Effects of Alloying Elements and Cooling Rate on Austenite Grain Growth in Solidification and the Subsequent Cooling Processes of Low Alloy Steels

Abstract

Effects of alloying elements and cooling rate on γ grain growth behavior in the solidification and subsequent cooling processes of low alloy steels have been studied in relation to surface cracking of continuously cast (CC) slabs.
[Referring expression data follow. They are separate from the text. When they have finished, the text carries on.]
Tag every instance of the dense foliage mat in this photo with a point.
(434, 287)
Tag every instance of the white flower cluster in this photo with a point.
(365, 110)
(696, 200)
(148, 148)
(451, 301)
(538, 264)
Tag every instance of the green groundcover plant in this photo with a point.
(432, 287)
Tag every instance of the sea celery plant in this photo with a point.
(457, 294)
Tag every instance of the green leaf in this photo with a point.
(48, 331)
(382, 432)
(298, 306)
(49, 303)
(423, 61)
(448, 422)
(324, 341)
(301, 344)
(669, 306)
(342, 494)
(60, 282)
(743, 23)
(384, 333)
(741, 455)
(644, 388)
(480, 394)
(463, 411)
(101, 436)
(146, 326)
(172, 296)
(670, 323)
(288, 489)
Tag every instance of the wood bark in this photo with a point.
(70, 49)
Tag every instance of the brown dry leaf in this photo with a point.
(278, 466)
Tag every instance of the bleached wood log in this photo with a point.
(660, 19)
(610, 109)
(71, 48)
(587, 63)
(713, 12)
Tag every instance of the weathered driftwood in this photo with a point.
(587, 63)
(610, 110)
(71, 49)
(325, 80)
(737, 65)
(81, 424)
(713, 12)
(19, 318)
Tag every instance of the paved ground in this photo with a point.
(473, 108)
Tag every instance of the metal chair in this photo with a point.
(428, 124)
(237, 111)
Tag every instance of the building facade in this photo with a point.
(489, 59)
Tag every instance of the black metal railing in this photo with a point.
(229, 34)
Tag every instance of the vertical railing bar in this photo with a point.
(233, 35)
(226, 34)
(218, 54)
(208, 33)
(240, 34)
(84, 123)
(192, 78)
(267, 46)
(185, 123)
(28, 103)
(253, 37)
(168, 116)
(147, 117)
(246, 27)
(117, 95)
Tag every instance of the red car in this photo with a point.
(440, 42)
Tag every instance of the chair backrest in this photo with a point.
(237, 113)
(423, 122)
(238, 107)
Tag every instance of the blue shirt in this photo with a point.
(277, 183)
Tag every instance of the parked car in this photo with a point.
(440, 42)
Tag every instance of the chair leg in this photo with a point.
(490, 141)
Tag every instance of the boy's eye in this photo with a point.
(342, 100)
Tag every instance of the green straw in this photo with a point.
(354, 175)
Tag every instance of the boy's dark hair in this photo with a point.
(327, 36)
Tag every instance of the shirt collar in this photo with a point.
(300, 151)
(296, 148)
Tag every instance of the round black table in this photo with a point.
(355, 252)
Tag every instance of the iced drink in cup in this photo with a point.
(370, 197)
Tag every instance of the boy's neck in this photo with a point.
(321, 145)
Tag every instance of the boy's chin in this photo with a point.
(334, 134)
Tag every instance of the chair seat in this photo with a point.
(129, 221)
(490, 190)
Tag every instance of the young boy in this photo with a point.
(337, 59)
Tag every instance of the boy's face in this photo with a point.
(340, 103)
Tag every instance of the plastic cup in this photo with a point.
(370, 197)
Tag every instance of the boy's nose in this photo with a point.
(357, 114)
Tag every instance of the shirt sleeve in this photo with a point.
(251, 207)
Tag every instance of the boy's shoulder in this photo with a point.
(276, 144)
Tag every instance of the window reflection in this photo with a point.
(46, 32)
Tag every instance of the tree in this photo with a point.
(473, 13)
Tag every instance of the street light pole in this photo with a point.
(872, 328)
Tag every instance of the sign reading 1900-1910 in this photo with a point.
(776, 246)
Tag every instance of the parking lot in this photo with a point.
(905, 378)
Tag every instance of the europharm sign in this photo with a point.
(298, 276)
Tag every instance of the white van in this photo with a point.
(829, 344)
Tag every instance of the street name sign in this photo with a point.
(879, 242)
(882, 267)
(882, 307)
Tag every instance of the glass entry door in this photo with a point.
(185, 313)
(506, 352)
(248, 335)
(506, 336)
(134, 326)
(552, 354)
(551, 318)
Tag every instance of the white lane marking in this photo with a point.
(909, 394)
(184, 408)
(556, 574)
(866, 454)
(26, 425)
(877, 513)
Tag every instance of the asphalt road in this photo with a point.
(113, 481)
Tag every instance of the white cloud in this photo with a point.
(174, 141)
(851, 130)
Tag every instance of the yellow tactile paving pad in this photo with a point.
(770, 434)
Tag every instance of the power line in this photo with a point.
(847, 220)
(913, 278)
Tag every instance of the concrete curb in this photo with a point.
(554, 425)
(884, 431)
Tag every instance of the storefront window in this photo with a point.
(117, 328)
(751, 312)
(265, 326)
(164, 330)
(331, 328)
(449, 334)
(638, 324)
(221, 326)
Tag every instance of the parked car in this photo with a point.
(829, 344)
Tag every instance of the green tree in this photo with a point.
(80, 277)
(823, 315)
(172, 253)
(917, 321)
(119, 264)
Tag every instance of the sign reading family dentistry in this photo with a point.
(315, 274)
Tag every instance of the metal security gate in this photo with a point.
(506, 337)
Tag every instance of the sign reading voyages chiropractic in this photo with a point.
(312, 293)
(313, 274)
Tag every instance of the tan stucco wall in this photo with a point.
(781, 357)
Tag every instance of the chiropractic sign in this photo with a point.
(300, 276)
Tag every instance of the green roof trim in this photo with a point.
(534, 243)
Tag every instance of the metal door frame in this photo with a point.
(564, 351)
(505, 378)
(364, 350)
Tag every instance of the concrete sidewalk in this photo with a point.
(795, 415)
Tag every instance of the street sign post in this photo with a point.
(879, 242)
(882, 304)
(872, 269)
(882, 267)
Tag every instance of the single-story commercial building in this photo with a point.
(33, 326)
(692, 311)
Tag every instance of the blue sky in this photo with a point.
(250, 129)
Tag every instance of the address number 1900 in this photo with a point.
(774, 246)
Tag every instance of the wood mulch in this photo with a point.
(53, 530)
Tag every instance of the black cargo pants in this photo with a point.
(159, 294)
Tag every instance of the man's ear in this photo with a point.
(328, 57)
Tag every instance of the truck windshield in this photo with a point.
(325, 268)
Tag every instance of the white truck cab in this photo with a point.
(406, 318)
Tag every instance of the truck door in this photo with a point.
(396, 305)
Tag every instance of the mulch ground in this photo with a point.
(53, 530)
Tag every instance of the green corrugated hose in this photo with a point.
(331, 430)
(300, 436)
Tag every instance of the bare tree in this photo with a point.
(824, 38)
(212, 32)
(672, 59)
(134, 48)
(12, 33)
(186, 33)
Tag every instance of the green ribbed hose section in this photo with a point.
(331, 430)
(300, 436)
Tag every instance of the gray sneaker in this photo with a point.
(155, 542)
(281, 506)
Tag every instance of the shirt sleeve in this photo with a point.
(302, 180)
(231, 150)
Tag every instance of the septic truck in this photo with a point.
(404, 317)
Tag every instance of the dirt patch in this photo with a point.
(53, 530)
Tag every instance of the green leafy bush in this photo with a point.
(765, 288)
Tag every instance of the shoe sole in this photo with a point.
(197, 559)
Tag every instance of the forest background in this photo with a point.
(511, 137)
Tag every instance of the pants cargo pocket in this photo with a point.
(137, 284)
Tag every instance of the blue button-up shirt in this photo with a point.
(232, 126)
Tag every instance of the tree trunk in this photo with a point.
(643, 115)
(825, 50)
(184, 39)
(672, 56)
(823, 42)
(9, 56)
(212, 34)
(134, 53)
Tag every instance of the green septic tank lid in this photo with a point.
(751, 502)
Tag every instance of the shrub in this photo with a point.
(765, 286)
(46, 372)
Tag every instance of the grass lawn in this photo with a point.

Grain growth of γ phase occurs rapidly below a completion temperature of transformation into γ phase (T_γ ), since strong pinning effect of the second phase such as δ-ferrite and/or liquid phase on γ grain boundary migration disappears. Thus γ grain size of as-cast steels can mainly be determined by T_γ, i.e., the maximum grain size is obtained at a peritectic composition, as expected from Fe-C phase diagram. The carbon concentration at the peritectic point is significantly shifted by the addition of alloying elements. The coefficient k_x on the shifting was determined separately for Mn, Ni, Si, Cr and S. Using the k_x for element X, carbon equivalent (C_p) for perifectic reaction of low alloy steels can be written additively as
C_p= C+Σik_xi·X_i
In the same composition, the γ grains are largely refined by increasing the cooling rate because of the effects of decrease in T_γ and of the suppress of γ grain boundary migration below T_γ.